Yusuf Üstün Bey bugün de misafirimiz olarak yazıyor: Türkiye Cumhuriyeti Anayasası’nda, en üst düzeyde kooperatifçiliğin geliştirilmesi benimsenmiştir. Anayasamızın 171. maddesi, devlete, milli ekonominin yararlarını dikkate alarak öncelikle üretimin artırılması ve tüketicinin korunmasını amaçlayan kooperatifçiliğin gelişmesini sağlayacak tedbirleri alma görevini vermiştir. Oysa diğer ülke sistemleri ve uygulamaları ile karşılaştırıldığında, ülkemiz kooperatifçiliğinden kendi potansiyeline göre beklenen performansın elde edilemediği bilinen bir gerçektir.

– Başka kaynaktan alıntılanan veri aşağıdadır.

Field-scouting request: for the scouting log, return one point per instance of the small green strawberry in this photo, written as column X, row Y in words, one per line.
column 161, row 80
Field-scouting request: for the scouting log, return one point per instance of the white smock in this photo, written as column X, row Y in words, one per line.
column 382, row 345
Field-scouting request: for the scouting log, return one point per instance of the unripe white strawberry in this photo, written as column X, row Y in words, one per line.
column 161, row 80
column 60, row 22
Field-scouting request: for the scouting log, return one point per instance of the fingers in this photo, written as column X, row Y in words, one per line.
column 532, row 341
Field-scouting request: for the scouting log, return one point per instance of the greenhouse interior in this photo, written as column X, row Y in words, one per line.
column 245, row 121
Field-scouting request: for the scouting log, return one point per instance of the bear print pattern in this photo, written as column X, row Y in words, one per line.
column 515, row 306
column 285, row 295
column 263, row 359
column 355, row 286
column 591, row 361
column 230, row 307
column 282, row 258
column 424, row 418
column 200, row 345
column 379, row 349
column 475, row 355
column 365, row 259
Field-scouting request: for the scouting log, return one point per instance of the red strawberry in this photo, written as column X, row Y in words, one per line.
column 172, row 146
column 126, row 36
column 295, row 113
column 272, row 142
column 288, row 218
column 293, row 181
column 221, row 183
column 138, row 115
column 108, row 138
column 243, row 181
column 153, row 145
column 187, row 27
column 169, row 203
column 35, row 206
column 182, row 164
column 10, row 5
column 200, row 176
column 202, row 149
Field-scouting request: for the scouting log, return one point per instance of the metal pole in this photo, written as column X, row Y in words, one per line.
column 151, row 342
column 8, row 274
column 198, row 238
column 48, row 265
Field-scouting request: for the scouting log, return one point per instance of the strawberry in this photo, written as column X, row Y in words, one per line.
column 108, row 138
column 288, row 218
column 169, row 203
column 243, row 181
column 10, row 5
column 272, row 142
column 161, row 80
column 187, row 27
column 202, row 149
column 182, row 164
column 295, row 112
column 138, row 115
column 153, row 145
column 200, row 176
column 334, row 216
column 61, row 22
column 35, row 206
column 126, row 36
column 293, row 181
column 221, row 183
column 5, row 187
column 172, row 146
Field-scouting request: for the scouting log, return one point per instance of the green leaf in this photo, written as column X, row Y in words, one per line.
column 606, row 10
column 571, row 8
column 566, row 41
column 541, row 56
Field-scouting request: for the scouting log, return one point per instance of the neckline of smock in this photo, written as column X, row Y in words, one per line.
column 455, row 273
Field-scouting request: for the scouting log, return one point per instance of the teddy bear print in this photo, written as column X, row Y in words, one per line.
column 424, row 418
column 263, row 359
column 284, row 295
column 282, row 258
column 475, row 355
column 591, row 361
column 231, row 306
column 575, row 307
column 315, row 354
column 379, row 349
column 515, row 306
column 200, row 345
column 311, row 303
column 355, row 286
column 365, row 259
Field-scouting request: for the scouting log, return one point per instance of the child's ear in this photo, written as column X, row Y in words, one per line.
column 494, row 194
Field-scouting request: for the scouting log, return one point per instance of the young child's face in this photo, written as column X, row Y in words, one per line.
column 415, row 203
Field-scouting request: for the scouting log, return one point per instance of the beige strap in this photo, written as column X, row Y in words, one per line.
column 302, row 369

Türkiye’de kooperatifler, türlerine göre üç ayrı kanuna tabi olarak kurulmakta ve faaliyet göstermektedirler: Bakanlıkların yeniden yapılandırılması sürecinde, kooperatiflerle ilgili Bakanlıklar ve ilgili birimlerin teşkilat ve görev yapısı da yeniden düzenlenmiştir.
Cumhurbaşkanlığı yönetim sistemine göre, idari bağlılıkta aynı işi yapan kamu kurumları tek çatı (bakanlık, genel müdürlük, kurum vs.) altında birleştirilerek devlet sistemi işletilmektedir. Tam da bu yaklaşımın ruhuna aykırı olarak, bir ticaret şirketi türü olan kooperatiflerin faaliyet gösterdikleri her bir alana göre ayrı bakanlıklara bağlı olması, bu bakanlıklar bünyesindeki genel müdürlükler içerisinde darmadağın bir organizasyon altında bulunmaları, kooperatifçilik alanında politika üretilememesinin ana sebeplerindendir.
Mevcut idari yapılanmada, kooperatifler fonksiyonlarına göre bile değil unvanlarına göre üç ayrı bakanlık arasında adeta ‘rastgele’ paylaştırılmıştır.
Cumhurbaşkanlığı yönetim sistemine geçildikten sonra, başta bakanlıklar olmak üzere aynı işi yapan birimlerin tek çatı altında toplanması gayretine karşın; kooperatifçilik alanında Ticaret Bakanlığı (Esnaf, Sanatkarlar ve Kooperatifçilik Genel Müdürlüğü, 12.000 kooperatif), Tarım ve Orman Bakanlığı (Tarım Reformu Genel Müdürlüğü, 11.000 kooperatif) ve Çevre ve Şehircilik Bakanlığı’nın (Mesleki Hizmetler Genel Müdürlüğü, 26.000 kooperatif) sorumlu tutulmaları, idarenin kooperatifçilik alanında çözüm üretme imkan ve kabiliyetinden, gelinen bu aşamada uzak olduğu; bundan dolayı vatandaşın bu alanda kamudan alması gereken hizmetlere ulaşamaması gibi “kabul edilemez bir sonuç” olarak değerlendirilmektedir.